Pages

Tuesday, December 30, 2008

Oil Drum recycling



One way which I always contributed to recycling was in hitting up the Salvation Army, Goodwill, etc and getting my hands on those old records. Nothing is more satisfying to me than finding an old groove that I know ain't nobody thought about blending into a mix. During one of my several excursions I picked up alot of West Indian records from like that boom in pop culture in the 50's and 60's. While reviewing some of those records the other day it occurred to me another major way that Original people regenerate stuff when the colonial powers, known nowadays as big corporations, dump their feces on them. I am talking about none other than the steel drum band.

The steel pan evolved out of earlier musical practices of Trinidad. Drumming was used as a form of communication among the enslaved Africans and was subsequently outlawed by the British colonial government in 1883.[1] African slaves also performed during Mardi Gras celebrations, joining the French that had brought the tradition to the island.[2] The two most important influences were the drumming traditions of both Africa and India. The instrument's invention was therefore a specific cultural response to the conditions present on the islands of Trinidad and Tobago.

The first instruments developed in the evolution of steelpan were Tamboo-Bamboos, tunable sticks made of bamboo wood. These were hit onto the ground and with other sticks in order to produce sound.[3] Tamboo-Bamboo bands also included percussion of a (gin) bottle and spoon. By the mid-1930s bits of metal percussion was being used in the tamboo bamboo bands, the first probably being either the automobile brake hub "iron" or the biscuit drum "boom". The former replaced the gin bottle-and-spoon, and the latter the "bass" bamboo that was pounded on the ground. By the late 1930s there occasional all-steel bands were seen at Carnival and by 1940 it had become the preferred Carnival accompaniment of young underprivileged men.

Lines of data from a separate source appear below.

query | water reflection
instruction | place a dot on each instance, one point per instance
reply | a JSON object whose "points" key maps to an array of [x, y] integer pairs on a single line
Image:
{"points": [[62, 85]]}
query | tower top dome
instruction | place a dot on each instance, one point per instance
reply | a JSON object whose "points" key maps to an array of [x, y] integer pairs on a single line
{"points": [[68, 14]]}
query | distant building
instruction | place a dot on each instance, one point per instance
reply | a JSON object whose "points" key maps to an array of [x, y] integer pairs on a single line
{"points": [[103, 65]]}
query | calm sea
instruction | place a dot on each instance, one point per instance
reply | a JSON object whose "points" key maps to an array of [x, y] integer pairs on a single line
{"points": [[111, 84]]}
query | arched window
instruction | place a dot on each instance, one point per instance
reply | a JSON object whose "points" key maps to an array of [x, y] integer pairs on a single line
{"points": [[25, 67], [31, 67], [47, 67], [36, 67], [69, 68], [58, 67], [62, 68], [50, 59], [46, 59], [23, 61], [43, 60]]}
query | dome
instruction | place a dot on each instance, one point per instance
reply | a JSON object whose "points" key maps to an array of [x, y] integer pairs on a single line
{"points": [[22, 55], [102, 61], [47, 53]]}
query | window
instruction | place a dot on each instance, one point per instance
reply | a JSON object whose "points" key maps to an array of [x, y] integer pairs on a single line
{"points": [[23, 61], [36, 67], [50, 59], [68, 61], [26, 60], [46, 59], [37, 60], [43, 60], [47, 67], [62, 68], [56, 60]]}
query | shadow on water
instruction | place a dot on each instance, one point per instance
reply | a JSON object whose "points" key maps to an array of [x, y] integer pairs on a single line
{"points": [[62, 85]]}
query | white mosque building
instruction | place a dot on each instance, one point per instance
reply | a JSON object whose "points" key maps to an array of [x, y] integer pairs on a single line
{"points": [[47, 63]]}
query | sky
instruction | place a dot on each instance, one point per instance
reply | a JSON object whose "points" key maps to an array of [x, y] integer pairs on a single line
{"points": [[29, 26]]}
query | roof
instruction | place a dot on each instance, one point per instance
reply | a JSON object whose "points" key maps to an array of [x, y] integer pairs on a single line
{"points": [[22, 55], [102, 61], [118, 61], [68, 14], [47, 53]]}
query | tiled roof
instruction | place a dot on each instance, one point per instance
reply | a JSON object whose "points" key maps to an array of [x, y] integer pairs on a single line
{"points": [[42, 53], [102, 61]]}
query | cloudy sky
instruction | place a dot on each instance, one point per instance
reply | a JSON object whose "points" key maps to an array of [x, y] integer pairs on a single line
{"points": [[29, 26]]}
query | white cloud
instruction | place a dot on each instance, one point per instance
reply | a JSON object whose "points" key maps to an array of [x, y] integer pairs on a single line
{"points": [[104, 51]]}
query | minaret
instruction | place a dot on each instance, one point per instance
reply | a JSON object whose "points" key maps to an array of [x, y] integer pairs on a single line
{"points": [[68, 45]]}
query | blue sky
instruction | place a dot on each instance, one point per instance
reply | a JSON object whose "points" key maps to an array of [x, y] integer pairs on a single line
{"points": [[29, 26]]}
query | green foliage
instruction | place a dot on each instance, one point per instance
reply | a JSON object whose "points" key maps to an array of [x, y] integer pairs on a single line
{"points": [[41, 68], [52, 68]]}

The 55-gallon oil drum was used to make lead steelpans from around 1947. The Trinidad All Steel Percussion Orchestra (TASPO), formed to attend the Festival of Britain in 1951, was the first steelband whose instruments were all made from oil drums. Members of TASPO included Ellie Mannette and Winston "Spree" Simon.


Jacked from the full wiki article Steel Drum

What is interesting is that in the article it is not mentioned at all where these drums were coming from. You KNOW people weren't going to the 'steel drum' store to buy oil barrels. What was happening is that the big oil corporations would just dump barrel upon barrel on the islands. Now it doesn't take a genius to realize that an island is a small, enclosed environment and that such pollution would have an immediate effect.

If your immediate lineage is from the country then you may also know another way which Original people in the United States have recycled (yet again, no credit). Go to a real down home BBQ and you might see that oil drum grill. This is just another innovation in recycling that doesn't get alot of shine.

Yet let me not be blase about the comparison between oil corporations and colonialism. Be aware of what Shell, Firestone and ChevronTexaco and other 'colonial powers' are doing in places like Indigenous (Latin) America and the part of Asia known as Africa.